Hi Harsh,
I just implemented a combineFile InputFormat and its record reader for my
case.
Now my input has 10 files each of 233 MB and by using this, My job just runs
1 mapper that processes them.
How can I control it by split size i.e. if i say make every split 1 GB i.e.
run 3 mappers for these 10 files not 1 ?
Thanks,
JJ
On Wed, May 25, 2011 at 10:05 AM, Harsh J <harsh@cloudera.com> wrote:
> This is the correct behavior. Regular FileInputFormat derivatives
> would transform, at the least, one file == one mapper. You need to
> look at CombineFileInputFormat/etc. to have multiple files per map
> task.
> On Wed, May 25, 2011 at 10:28 PM, Mapred Learn <mapred.learn@gmail.com>
> wrote:
> > I gave mapred.min.size=1000000000L i.e. 1 GB and each input file is 233
> MB
> > and block size = 64 MB.
> > With all these values, i thought my split size would work and 4 input
> files
> > would be combined to get 1 GB input split but somehow this does not
> happen
> > and I get 10 mappers , each corresponding to 233 MB file.
> > On Wed, May 25, 2011 at 7:59 AM, Mapred Learn <mapred.learn@gmail.com>
> > wrote:
> >>
> >> Thanks Juwei !
> >> I will go through this..
> >> On May 25, 2011, at 7:51 AM, Juwei Shi <shijuwei@gmail.com> wrote:
> >>
> >> The following are suitable for hadoop 0.20.2.
> >>
> >> 2011/5/25 Juwei Shi <shijuwei@gmail.com>
> >>>
> >>> The input split size is detemined by map.min.split.size, dfs.block.size
> >>> and mapred.map.tasks.
> >>>
> >>> goalSize = totalSize / mapred.map.tasks
> >>> minSize = max {mapred.min.split.size, minSplitSize}
> >>> splitSize= max (minSize, min(goalSize, dfs.block.size))
> >>>
> >>> minSplitSize is determined by each InputFormat such as
> >>> SequenceFileInputFormat.
> >>>
> >>> You may want to refer to FileInputFormat.java for more details.
> >>>
> >>> 2011/5/25 Mapred Learn <mapred.learn@gmail.com>
> >>>>
> >>>>
> >>>> > Hi,
> >>>> > I have few input splits that are few MB in size.

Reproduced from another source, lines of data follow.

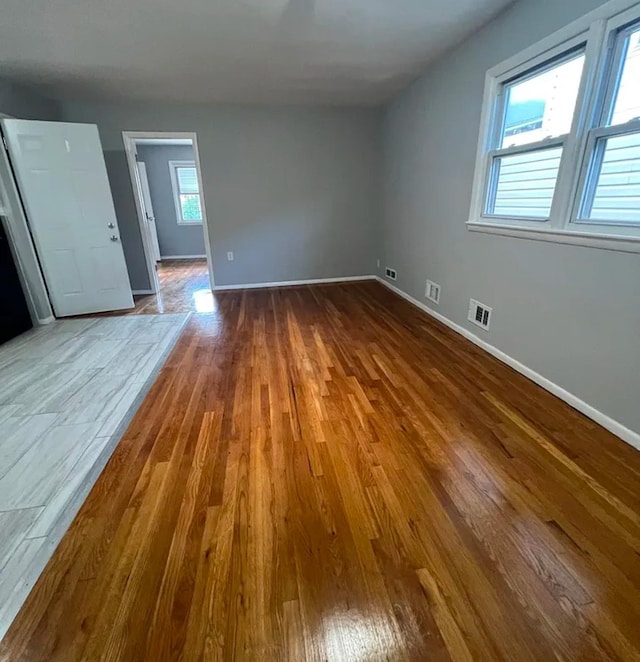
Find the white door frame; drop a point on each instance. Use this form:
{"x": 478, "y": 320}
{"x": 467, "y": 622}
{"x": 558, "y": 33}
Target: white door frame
{"x": 129, "y": 138}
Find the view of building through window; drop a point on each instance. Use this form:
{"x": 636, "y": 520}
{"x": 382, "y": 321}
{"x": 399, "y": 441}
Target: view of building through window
{"x": 543, "y": 105}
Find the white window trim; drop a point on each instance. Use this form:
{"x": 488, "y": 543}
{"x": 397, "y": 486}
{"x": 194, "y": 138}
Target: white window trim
{"x": 563, "y": 225}
{"x": 176, "y": 190}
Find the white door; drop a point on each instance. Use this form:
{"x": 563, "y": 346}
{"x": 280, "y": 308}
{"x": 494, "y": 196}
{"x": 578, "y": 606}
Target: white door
{"x": 147, "y": 209}
{"x": 62, "y": 177}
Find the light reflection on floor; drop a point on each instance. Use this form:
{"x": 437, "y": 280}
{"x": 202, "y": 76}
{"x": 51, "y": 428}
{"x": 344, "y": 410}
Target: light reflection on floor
{"x": 204, "y": 301}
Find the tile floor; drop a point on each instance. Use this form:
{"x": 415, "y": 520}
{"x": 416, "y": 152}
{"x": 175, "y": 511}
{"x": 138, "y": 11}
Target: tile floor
{"x": 67, "y": 391}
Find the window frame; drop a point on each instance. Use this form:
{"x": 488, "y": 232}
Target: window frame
{"x": 598, "y": 35}
{"x": 175, "y": 186}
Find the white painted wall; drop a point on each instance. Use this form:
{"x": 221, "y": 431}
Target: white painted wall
{"x": 570, "y": 313}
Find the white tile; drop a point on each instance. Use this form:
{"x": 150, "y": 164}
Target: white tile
{"x": 133, "y": 395}
{"x": 131, "y": 358}
{"x": 81, "y": 474}
{"x": 7, "y": 411}
{"x": 52, "y": 392}
{"x": 18, "y": 435}
{"x": 95, "y": 401}
{"x": 39, "y": 473}
{"x": 14, "y": 526}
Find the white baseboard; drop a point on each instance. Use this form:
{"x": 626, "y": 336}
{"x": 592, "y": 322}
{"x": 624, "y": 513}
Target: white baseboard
{"x": 181, "y": 257}
{"x": 621, "y": 431}
{"x": 289, "y": 283}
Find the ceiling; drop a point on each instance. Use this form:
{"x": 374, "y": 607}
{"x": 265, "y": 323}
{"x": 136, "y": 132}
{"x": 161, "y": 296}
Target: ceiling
{"x": 243, "y": 51}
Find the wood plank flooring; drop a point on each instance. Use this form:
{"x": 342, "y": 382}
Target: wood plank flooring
{"x": 184, "y": 287}
{"x": 327, "y": 473}
{"x": 66, "y": 390}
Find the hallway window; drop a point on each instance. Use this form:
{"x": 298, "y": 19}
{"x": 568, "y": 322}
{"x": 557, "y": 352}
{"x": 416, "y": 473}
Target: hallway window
{"x": 186, "y": 192}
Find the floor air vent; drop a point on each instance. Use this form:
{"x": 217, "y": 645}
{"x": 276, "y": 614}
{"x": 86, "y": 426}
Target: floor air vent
{"x": 479, "y": 314}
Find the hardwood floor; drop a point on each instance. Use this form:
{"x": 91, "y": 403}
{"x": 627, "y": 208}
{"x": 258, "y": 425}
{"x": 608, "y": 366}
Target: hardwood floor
{"x": 184, "y": 287}
{"x": 327, "y": 473}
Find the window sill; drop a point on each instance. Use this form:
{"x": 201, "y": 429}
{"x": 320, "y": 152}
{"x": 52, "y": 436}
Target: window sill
{"x": 609, "y": 242}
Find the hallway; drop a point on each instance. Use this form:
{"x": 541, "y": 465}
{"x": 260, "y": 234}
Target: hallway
{"x": 184, "y": 288}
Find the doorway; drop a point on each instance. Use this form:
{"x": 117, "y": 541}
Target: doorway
{"x": 167, "y": 185}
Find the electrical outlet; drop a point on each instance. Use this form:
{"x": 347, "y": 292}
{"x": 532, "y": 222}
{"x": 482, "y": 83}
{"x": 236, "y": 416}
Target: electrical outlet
{"x": 433, "y": 291}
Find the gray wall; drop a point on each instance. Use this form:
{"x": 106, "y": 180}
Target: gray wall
{"x": 294, "y": 193}
{"x": 570, "y": 313}
{"x": 174, "y": 239}
{"x": 23, "y": 103}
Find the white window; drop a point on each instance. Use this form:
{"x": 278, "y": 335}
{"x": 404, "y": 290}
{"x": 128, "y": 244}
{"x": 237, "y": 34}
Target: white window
{"x": 559, "y": 150}
{"x": 186, "y": 192}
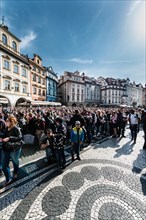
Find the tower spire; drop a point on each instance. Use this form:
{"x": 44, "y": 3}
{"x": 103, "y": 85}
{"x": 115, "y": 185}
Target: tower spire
{"x": 3, "y": 20}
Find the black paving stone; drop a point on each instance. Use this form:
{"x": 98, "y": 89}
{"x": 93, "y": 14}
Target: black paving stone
{"x": 108, "y": 191}
{"x": 112, "y": 174}
{"x": 112, "y": 211}
{"x": 73, "y": 180}
{"x": 90, "y": 173}
{"x": 56, "y": 201}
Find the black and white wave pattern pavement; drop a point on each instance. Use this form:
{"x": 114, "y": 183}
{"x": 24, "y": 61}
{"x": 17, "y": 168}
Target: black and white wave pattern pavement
{"x": 88, "y": 189}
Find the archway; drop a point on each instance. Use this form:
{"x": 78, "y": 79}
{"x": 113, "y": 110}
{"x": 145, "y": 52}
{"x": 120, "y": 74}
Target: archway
{"x": 22, "y": 102}
{"x": 74, "y": 105}
{"x": 4, "y": 101}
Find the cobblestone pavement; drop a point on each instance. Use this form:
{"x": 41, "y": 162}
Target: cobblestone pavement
{"x": 109, "y": 183}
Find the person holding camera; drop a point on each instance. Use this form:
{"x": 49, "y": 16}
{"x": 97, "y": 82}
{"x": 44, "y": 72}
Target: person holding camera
{"x": 48, "y": 143}
{"x": 77, "y": 138}
{"x": 11, "y": 148}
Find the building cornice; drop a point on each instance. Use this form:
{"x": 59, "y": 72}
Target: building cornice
{"x": 5, "y": 28}
{"x": 71, "y": 82}
{"x": 14, "y": 55}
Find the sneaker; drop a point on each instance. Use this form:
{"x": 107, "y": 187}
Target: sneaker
{"x": 7, "y": 183}
{"x": 1, "y": 173}
{"x": 78, "y": 158}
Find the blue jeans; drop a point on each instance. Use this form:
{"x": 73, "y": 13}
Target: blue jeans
{"x": 0, "y": 158}
{"x": 60, "y": 156}
{"x": 75, "y": 150}
{"x": 6, "y": 156}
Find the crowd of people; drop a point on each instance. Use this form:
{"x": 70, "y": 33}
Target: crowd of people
{"x": 54, "y": 127}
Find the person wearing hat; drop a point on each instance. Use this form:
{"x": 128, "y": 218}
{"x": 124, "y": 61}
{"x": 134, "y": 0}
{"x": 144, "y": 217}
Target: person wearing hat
{"x": 143, "y": 120}
{"x": 77, "y": 138}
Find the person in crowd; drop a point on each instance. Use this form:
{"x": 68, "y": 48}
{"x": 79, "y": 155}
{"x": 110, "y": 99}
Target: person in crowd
{"x": 77, "y": 117}
{"x": 60, "y": 137}
{"x": 143, "y": 120}
{"x": 121, "y": 123}
{"x": 113, "y": 120}
{"x": 133, "y": 120}
{"x": 11, "y": 149}
{"x": 77, "y": 138}
{"x": 40, "y": 127}
{"x": 2, "y": 129}
{"x": 48, "y": 143}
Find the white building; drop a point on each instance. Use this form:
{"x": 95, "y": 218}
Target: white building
{"x": 112, "y": 91}
{"x": 77, "y": 89}
{"x": 120, "y": 92}
{"x": 71, "y": 89}
{"x": 92, "y": 91}
{"x": 14, "y": 69}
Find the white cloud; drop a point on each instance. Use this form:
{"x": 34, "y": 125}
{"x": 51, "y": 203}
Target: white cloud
{"x": 133, "y": 6}
{"x": 115, "y": 61}
{"x": 26, "y": 40}
{"x": 81, "y": 61}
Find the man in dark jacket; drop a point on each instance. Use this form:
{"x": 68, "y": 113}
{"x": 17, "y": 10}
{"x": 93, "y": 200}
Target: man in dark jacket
{"x": 60, "y": 142}
{"x": 143, "y": 120}
{"x": 2, "y": 129}
{"x": 77, "y": 117}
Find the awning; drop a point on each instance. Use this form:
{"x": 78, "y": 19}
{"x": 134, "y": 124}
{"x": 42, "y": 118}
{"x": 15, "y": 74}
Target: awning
{"x": 45, "y": 103}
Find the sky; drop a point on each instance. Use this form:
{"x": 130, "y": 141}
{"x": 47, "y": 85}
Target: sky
{"x": 99, "y": 38}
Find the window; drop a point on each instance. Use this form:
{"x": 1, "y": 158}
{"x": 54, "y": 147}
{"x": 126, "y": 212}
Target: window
{"x": 43, "y": 82}
{"x": 24, "y": 89}
{"x": 78, "y": 98}
{"x": 15, "y": 68}
{"x": 34, "y": 78}
{"x": 82, "y": 98}
{"x": 44, "y": 93}
{"x": 24, "y": 72}
{"x": 73, "y": 97}
{"x": 39, "y": 92}
{"x": 4, "y": 39}
{"x": 7, "y": 84}
{"x": 16, "y": 87}
{"x": 34, "y": 68}
{"x": 39, "y": 80}
{"x": 6, "y": 64}
{"x": 34, "y": 90}
{"x": 14, "y": 45}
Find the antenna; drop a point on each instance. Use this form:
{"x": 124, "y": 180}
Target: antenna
{"x": 3, "y": 19}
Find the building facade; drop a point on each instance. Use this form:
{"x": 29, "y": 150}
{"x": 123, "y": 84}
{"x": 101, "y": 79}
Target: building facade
{"x": 76, "y": 89}
{"x": 51, "y": 85}
{"x": 37, "y": 79}
{"x": 14, "y": 69}
{"x": 120, "y": 92}
{"x": 144, "y": 97}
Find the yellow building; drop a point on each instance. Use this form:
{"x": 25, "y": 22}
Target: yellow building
{"x": 14, "y": 69}
{"x": 37, "y": 79}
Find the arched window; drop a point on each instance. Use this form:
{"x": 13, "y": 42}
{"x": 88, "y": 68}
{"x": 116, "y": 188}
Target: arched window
{"x": 14, "y": 45}
{"x": 4, "y": 39}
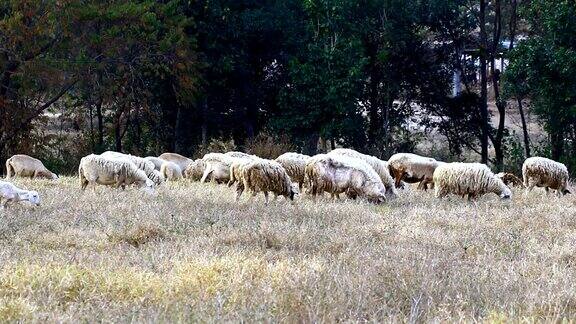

> >>>> > I want to submit 1 GB of input to every mapper. Does anyone know
how
> >>>> > can I do it ?
> >>>> > Currently each mapper gets one input split that results in many
> small
> >>>> > mapoutput files.
> >>>> > I tried setting Dmapred.map.min.split.size=<number> , but
still it
> >>>> > does not take effect.
> >>>> >
> >>>> > Thanks,
> >>>> > JJ